The most basic interface-design requirement is to provide users with the option of using the camera of their smartphone to capture real-time images of clouds or to select a cloud image from their storage space.
Figure 9 and
Figure 10 show the smartphone’s cloud-prediction-app progressions and the basic flowchart for implementing a cloud-prediction app on a smartphone using the Cloud-MobiNet model, respectively.
5. Conclusions
Several deep-learning models have now emerged as a result of continued research in the area of artificial intelligence and neural networks. Based on MobileNet’s convolutional neural network model, we propose a highly efficient deep-learning model called Cloud-MobiNet for the classification of ground-based cloud observation images. Cloud-MobiNet promises to be a significant model in the short term, since automated ground-based cloud classification is anticipated to be a preferred means of cloud observation, not only in meteorological analysis and forecasting but also in the aeronautical and aviation industries.
In addition to its compact and portable properties, the Cloud-MobiNet model’s strength is that it can be used on mobile phones for real-time cloud classification.

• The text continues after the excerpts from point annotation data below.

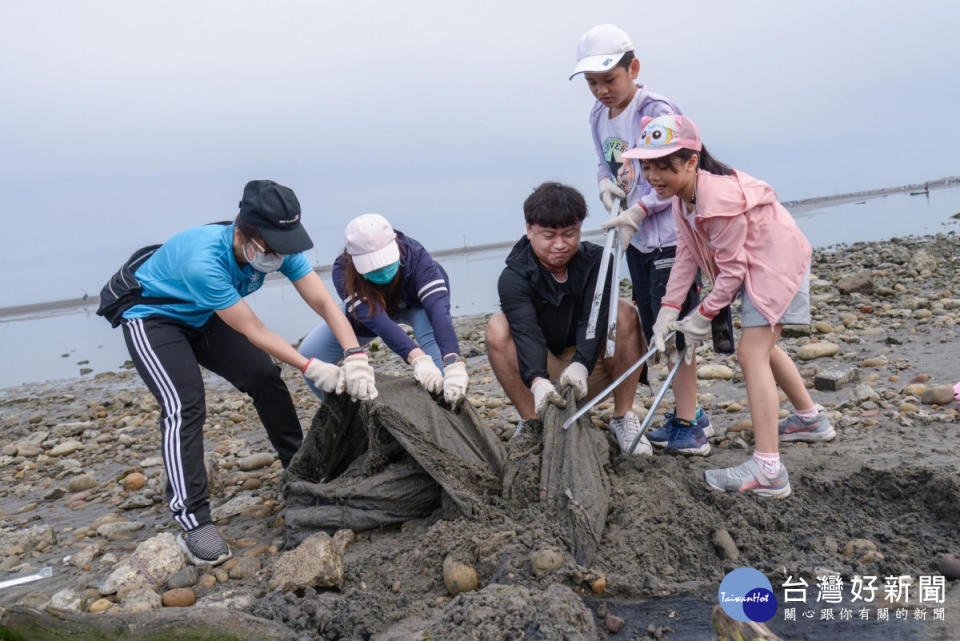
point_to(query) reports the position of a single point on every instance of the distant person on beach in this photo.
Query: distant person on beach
(546, 291)
(210, 269)
(605, 56)
(386, 278)
(732, 227)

Contrary to the claim made by [
21] that the CCSN dataset is complicated, Cloud-MobiNet has proven its supremacy in classifying the CCSN cloud dataset with a training and validation accuracy of 97.45 percent and an average testing accuracy of 96 percent, which is an improvement on CloudNet. Without ignoring its misclassifications of
Ns and
St, as well as
Cc and
Cs, the model is apt, since these pairs of clouds are almost not mutually exclusive in terms of texture, structure, and shape. We believe that with continued training, the model may attain an optimal accuracy of around 99 percent.

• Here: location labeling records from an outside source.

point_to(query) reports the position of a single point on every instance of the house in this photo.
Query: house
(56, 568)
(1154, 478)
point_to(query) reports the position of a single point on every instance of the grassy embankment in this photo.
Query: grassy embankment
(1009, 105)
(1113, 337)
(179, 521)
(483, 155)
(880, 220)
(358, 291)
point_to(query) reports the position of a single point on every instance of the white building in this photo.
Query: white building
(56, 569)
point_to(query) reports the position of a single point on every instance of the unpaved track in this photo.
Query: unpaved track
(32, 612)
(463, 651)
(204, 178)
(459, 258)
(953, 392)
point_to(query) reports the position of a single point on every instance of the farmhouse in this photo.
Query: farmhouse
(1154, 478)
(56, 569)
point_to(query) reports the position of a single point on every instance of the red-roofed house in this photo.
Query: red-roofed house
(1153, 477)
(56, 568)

Even though the model was run on a regular laptop computer, the study was unusual in that it was not conducted in a controlled setting, nor was it based on camera sensors, nor was it altered or boosted by lighting conditions, as in previous studies undertaken by many experts. All of the resources needed, including energy (power), memory, speed, and disc space, are within the capabilities of any normal smartphone. Because the model is small enough, it was run on a laptop with standard hardware rather than a sophisticated server, making it easier to reproduce on any standard smartphone.
To implement this, the model must be compiled and executed as a mobile app. The cloud image must be accepted as input by the app’s UI. The user may either load the image from a memory source, or utilize the phone’s camera to capture the cloud image in real-time using the mobile app. The app with the model at the backend will process the image and then predict the type of cloud that is captured or loaded from the memory in real-time. We anticipate that after the model has been trained and tested on a variety of cloud images in various lighting conditions and has delivered extremely accurate results, the type of camera utilized by the cell phone will have little or no influence on the predictions.

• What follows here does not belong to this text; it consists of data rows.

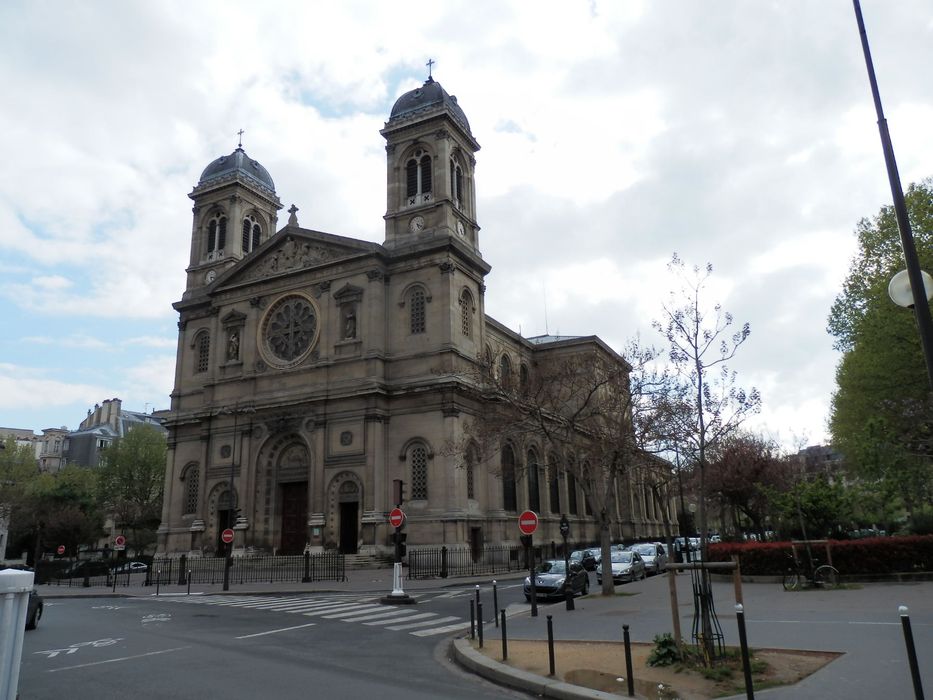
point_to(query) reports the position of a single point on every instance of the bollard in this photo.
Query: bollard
(505, 642)
(911, 652)
(479, 623)
(743, 642)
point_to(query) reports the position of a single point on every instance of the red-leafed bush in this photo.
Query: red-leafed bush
(877, 555)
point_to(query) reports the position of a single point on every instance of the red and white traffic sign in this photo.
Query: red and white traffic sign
(528, 522)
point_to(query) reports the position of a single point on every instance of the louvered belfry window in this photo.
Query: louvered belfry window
(417, 311)
(419, 473)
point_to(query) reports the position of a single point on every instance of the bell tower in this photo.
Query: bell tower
(430, 159)
(235, 211)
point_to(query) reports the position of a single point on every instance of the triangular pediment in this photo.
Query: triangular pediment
(294, 249)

Although the Cloud-MobiNet model predicts only the type of cloud, the identification of cloud types is the most difficult process in cloud observation for meteorologists. In this process, a wrongful determination of the type of cloud can have a strong influence on weather forecasting. However, meteorologists know the average height of each of the 11 types of clouds and, for this reason, obtaining the correct cloud type helps the observers to determine their height. In weather forecasting, the cloud type is critically examined more than the height. It is also easy for meteorologists to determine the cloud cover in the sky at any time. Future work will concentrate on how feasible the model can be used to determine both the height and cloud amount.